It’s rather remarkable that the journalists attempting to attack the credibility of Russia Today don’t realize what they are implicitly admitting about the BBC, Sky TV, CNN, and other Western media organizations:
Staffed in London mainly by Western journalists, a cursory viewing of RT might suggest a respectable international broadcaster in the mould of the BBC, Sky and CNN. It broadcasts daily, a mix of news bulletins, talk shows — on which many peers and MPs, including Mr Corbyn, have appeared — and documentaries.
Its viewing figures in the UK are minuscule (560,000 people tune into RT at some time during the week, compared with 6.1 million for Sky and 10.4 million for BBC News), but its output is amplified by YouTube channels and social media feeds which cater for an audience of ‘metrosexuals and bums’, according to one rival Russian channel.
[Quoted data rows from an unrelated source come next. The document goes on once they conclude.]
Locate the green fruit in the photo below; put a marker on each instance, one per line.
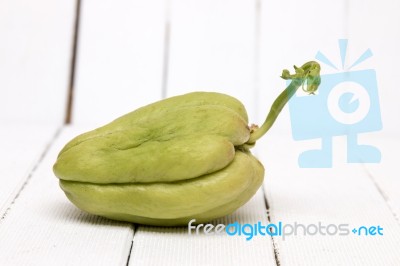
(182, 158)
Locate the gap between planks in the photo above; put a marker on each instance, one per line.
(31, 172)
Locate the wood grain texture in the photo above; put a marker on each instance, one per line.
(21, 149)
(174, 246)
(212, 48)
(44, 228)
(35, 53)
(119, 59)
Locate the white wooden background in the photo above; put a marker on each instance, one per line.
(130, 53)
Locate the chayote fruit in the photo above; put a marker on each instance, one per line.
(182, 158)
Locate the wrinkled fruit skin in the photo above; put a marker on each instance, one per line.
(165, 163)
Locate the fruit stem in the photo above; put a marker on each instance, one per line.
(308, 73)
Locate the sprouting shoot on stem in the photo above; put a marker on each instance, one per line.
(309, 75)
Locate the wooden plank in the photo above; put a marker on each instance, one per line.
(343, 194)
(21, 149)
(44, 228)
(385, 174)
(119, 60)
(212, 48)
(35, 53)
(292, 32)
(174, 246)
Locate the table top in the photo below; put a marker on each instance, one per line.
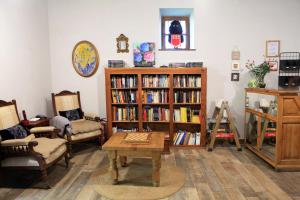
(116, 142)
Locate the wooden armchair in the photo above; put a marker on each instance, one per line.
(38, 151)
(88, 128)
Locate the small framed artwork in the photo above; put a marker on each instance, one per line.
(272, 48)
(235, 65)
(273, 65)
(235, 76)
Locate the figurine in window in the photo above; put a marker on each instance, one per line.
(175, 37)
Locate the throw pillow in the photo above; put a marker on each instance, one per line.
(72, 114)
(15, 132)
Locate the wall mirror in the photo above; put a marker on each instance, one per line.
(122, 44)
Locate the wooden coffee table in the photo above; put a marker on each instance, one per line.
(117, 147)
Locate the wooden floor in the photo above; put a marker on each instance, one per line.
(221, 174)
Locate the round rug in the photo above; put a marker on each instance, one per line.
(135, 181)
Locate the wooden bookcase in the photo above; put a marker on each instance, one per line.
(166, 126)
(279, 146)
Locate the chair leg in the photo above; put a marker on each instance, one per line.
(67, 160)
(45, 178)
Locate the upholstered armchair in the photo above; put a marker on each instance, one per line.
(38, 150)
(89, 127)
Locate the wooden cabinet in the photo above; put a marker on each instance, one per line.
(138, 87)
(272, 126)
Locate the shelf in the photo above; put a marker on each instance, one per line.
(155, 88)
(124, 104)
(188, 104)
(187, 88)
(160, 122)
(195, 123)
(124, 88)
(125, 121)
(156, 104)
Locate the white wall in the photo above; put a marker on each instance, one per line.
(219, 26)
(24, 54)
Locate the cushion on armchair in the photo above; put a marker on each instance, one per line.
(17, 142)
(15, 132)
(83, 126)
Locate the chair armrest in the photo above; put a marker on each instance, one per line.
(45, 131)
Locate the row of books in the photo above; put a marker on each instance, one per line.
(155, 96)
(123, 96)
(124, 81)
(155, 81)
(118, 129)
(125, 114)
(187, 138)
(187, 81)
(156, 114)
(186, 114)
(187, 97)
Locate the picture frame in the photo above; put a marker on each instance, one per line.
(272, 48)
(235, 77)
(122, 44)
(273, 65)
(235, 65)
(85, 58)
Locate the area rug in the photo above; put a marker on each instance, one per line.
(135, 181)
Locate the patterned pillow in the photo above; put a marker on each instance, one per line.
(15, 132)
(72, 114)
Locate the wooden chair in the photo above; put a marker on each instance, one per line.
(38, 151)
(67, 100)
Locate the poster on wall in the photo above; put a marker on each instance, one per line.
(144, 54)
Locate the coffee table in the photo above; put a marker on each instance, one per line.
(115, 147)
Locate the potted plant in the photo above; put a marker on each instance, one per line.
(258, 72)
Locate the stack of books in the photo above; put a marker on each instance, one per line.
(186, 114)
(187, 97)
(155, 81)
(155, 96)
(123, 96)
(187, 81)
(156, 114)
(124, 81)
(187, 138)
(125, 114)
(116, 63)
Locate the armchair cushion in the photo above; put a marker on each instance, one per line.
(47, 146)
(15, 132)
(42, 129)
(71, 115)
(83, 126)
(17, 142)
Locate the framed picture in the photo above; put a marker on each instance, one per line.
(273, 65)
(235, 65)
(144, 54)
(235, 76)
(85, 58)
(272, 48)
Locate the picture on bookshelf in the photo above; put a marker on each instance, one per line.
(186, 114)
(144, 54)
(187, 81)
(187, 138)
(123, 81)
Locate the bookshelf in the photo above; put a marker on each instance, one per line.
(148, 98)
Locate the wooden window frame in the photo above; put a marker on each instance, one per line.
(163, 35)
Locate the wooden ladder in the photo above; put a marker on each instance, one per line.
(218, 114)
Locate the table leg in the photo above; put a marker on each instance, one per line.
(123, 161)
(112, 155)
(156, 164)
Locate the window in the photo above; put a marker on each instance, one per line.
(176, 29)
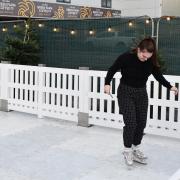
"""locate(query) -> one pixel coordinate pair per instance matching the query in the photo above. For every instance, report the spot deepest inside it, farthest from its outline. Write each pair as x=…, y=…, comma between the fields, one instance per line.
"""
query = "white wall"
x=128, y=7
x=138, y=7
x=171, y=7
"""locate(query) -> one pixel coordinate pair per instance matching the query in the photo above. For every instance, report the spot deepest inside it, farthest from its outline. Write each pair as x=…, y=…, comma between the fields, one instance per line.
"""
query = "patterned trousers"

And while it is true that many stories are delivered impartially, this selective impartiality appears to be a strategic ploy. According to Ben Nimmo of the Atlantic Council, an American international affairs think-tank: ‘[RT’s] job in quiet times is to build up an audience, so it can propagandise to them in crises. You must not confuse RT with bona fide journalism: not all its output is propaganda, but its purpose is.’
Whenever Russia interests are at stake — as in Ukraine, Crimea and Syria — it pumps out programmes, videos and tweets that almost invariably toe the Moscow line.
How terrible of them to reliably be impartial on most issues, only to stick to a narrative on matters important to Russia. This is very different from the BBC, Sky TV, and CNN, where “bona fide journalism” means all propaganda all the time.
The purpose of all media is propaganda. It is all rhetoric. It is intended to persuade, not to simply inform. The big difference is that Russia Today doesn’t feel any need to constantly uphold the neoliberal world order’s narrative all the time.